Rituxan in Combination with CVP for Previously Untreated, Follicular NHL
Patients in the R-CVP arm had higher incidences of infusional toxicity and of neutropenia as compared to those in the CVP arm. The following adverse reactions occurred more frequently (≥5%) in patients receiving R-CVP compared to CVP alone: rash (17% vs 5%), cough (15% vs 6%), flushing (14% vs 3%), rigors (10% vs 2%), pruritus (10% vs 1%), neutropenia (8% vs 3%), and chest tightness (7% vs 1%).

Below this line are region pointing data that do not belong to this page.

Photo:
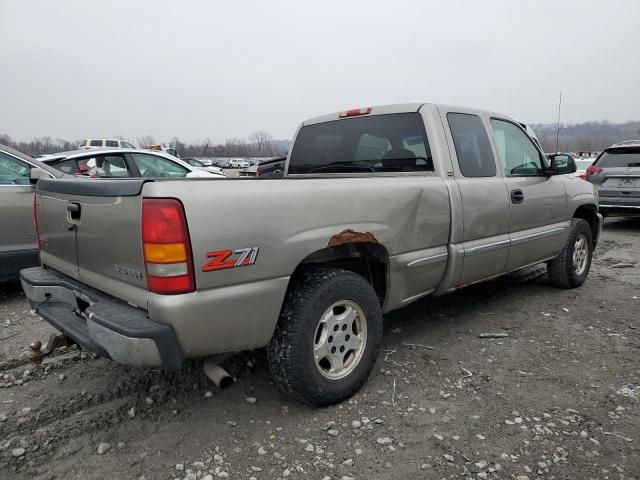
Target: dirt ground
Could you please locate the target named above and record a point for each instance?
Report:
(558, 398)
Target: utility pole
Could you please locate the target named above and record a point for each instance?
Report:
(558, 124)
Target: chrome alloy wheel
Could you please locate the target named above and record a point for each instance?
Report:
(340, 340)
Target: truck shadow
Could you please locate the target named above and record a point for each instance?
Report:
(622, 224)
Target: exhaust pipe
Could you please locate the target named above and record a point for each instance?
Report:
(216, 373)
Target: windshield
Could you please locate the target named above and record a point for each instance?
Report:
(620, 157)
(583, 164)
(381, 143)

Single Agent Rituxan for Low-Grade NHL, after First-Line CVP Chemotherapy
The following common adverse reactions were reported more frequently (≥5%) in patients receiving Rituxan following CVP compared with those who received no further therapy: fatigue (39% vs 14%), anemia (35% vs 20%), peripheral sensory neuropathy (30% vs 18%), infections (19% vs 9%), pulmonary toxicity (18% vs 10%), hepatobiliary toxicity (17% vs 7%), rash and/or pruritus (17% vs 5%), arthralgia (12% vs 3%), and weight gain (11% vs 4%). Neutropenia was the only Grade 3 or 4 adverse reaction that occurred more frequently (≥2%) in the Rituxan arm compared with those who received no further therapy (4% vs 1%).

Rituxan in Combination with CHOP Chemotherapy for DLBCL
The following adverse reactions, regardless of severity, were reported more frequently (≥5%) in patients age ≥60 years receiving R-CHOP as compared to CHOP alone: pyrexia (56% vs 46%), lung disorder (31% vs 24%), cardiac disorder (29% vs 21%), and chills (13% vs 4%). In the GELA LNH 98-5 study, a review of cardiac toxicity determined that supraventricular arrhythmias or tachycardia accounted for most of the difference in cardiac disorders (4.5% for R-CHOP vs. 1.0% for CHOP).

The following Grade 3 or 4 adverse reactions occurred more frequently among patients in the R-CHOP arm compared with those in the CHOP arm: thrombocytopenia (9% vs 7%) and lung disorder (6% vs 3%). Other Grade 3 or 4 adverse reactions reported more frequently among patients receiving R-CHOP were viral infection (GELA LNH 98-5 study), neutropenia (GELA LNH 98-5 and MInT studies), and anemia (MInT study).